Second, it's not clear that, on Timpe's characterization of the state of the damned, they really are free, even according to his account of freedom. In responding to one objection regarding the implausibility of thinking that anyone would eternally choose to reject God, Timpe discusses the "bondage of sin" that those in the fallen state are under, and quotes Raymond VanArragon (2011): "it may be possible for [a person] to freely make some choice . . . which has the consequence of rendering her forever unable to freely accept God. . . . Such a situation may be similar to that of a drug user who crosses the threshold into uncontrollable addiction" (80). But while someone could, through her own free choices, come to such a state of uncontrollable addiction, we think it's implausible that in that state the agent would still be free, contrary to what Timpe maintains (70). Indeed, the idea that she is in bondage to her addiction suggests the opposite: that she has freely brought herself into a state in which she lacks freedom. This is not to say that an agent must be able to do otherwise at the time of her action to count as acting freely, but only that one who is motivated to take heroin solely by an addiction is not truly the source of her action. The same might be said of an agent whose sin has left her in such a state that it is eternally impossible for her to appreciate divine goodness and desire union with God.

But suppose that Timpe is right, that it is possible for someone to eternally freely choose to remain in hell. A third question is: Why God couldn't simply momentarily take away her freedom, and then give it back to her after converting her? Here's an analogy: suppose someone, of her own free will, becomes addicted to heroin, and refuses to give it up. And suppose for it to be psychologically possible for her to see the good of maintaining her job, marriage, and other relationships and activities, she must give up the drug. Imagine, then, that her husband forcibly takes the drug away from her and commits her to therapy that rids her of her addiction. She then regains the freedom to choose to continue her relationships and activities, or to end them. Couldn't God do something similar with those who would otherwise be eternally damned -- wipe the slate clean, as it were, and give them a second chance at redemption?

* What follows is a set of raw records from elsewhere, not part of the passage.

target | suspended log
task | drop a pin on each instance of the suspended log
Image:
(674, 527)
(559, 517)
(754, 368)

Finally, even supposing that God could not take away and then give back people's freedom in this way, and supposing that, without freedom, they would not be able to enter a loving relationship with God, we wonder why God must consign them to hell, rather than permanently take away their freedom and put them in some other place -- a place where there is no sin or suffering. If, as Timpe admits, freedom is not an intrinsic good (84), but valuable mainly insofar as it makes possible the development of moral virtue (108) and the ability to be in union with God, then on the assumption that certain people will not use their freedom for these goods, but only for ill, what sense does it make for God to allow them to retain their freedom and be in such an unfortunate state?

We look forward to further discussion of the issues that Timpe has so boldly and brilliantly taken. Even if one disagrees with some of the views he defends, this book is highly valuable since it sets out a coherent and attractive position with clarity and skill.

REFERENCES

Kittle, Simon (forthcoming). "Grace and Free Will: Quiescence and Control," Journal of Analytic Theology.

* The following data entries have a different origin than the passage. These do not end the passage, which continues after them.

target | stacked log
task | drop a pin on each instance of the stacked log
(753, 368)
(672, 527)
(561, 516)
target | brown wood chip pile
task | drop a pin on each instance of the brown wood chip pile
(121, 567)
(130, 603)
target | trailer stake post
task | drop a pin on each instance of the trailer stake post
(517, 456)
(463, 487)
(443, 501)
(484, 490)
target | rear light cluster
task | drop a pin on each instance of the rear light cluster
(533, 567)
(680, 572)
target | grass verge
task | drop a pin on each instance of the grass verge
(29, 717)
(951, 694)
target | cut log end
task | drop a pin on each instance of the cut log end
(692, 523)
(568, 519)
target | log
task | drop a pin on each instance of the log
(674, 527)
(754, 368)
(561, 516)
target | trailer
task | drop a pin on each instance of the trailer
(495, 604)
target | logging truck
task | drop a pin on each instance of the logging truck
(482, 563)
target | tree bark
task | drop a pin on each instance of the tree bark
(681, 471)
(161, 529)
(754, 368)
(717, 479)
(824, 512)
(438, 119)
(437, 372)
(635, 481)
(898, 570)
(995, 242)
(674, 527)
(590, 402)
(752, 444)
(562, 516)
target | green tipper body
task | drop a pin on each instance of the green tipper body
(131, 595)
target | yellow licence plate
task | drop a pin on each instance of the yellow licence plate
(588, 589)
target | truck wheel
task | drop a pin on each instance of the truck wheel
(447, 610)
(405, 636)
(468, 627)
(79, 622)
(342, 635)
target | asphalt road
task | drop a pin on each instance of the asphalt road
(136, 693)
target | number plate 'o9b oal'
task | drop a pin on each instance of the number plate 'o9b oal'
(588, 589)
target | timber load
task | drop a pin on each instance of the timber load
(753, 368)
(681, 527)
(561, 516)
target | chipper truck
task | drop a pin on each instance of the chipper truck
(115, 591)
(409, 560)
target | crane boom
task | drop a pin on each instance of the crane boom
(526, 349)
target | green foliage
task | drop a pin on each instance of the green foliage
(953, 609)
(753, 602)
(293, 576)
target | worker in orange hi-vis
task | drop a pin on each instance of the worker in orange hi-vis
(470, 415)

Kvanvig, Jonathan (2011). Destiny and Deliberation. Oxford University Press.

MacDonald, Scott (1998). "Primal Sin," in Gareth Matthews, ed. The Augustinian Tradition. University of California Press.

Pereboom, Derk (2001). Living without Free Will. Cambridge University Press.

Rogers, Katherin (2008). Anselm on Freedom. Oxford University Press.

Timpe, Kevin (2008). Free Will: Sourcehood and its Alternatives. Continuum.

VanArragon, Raymond (2011). "Is it Possible to Freely Reject God Forever?" in Joel Buenting (ed), The Problem of Hell. Ashgate, pp. 29-43.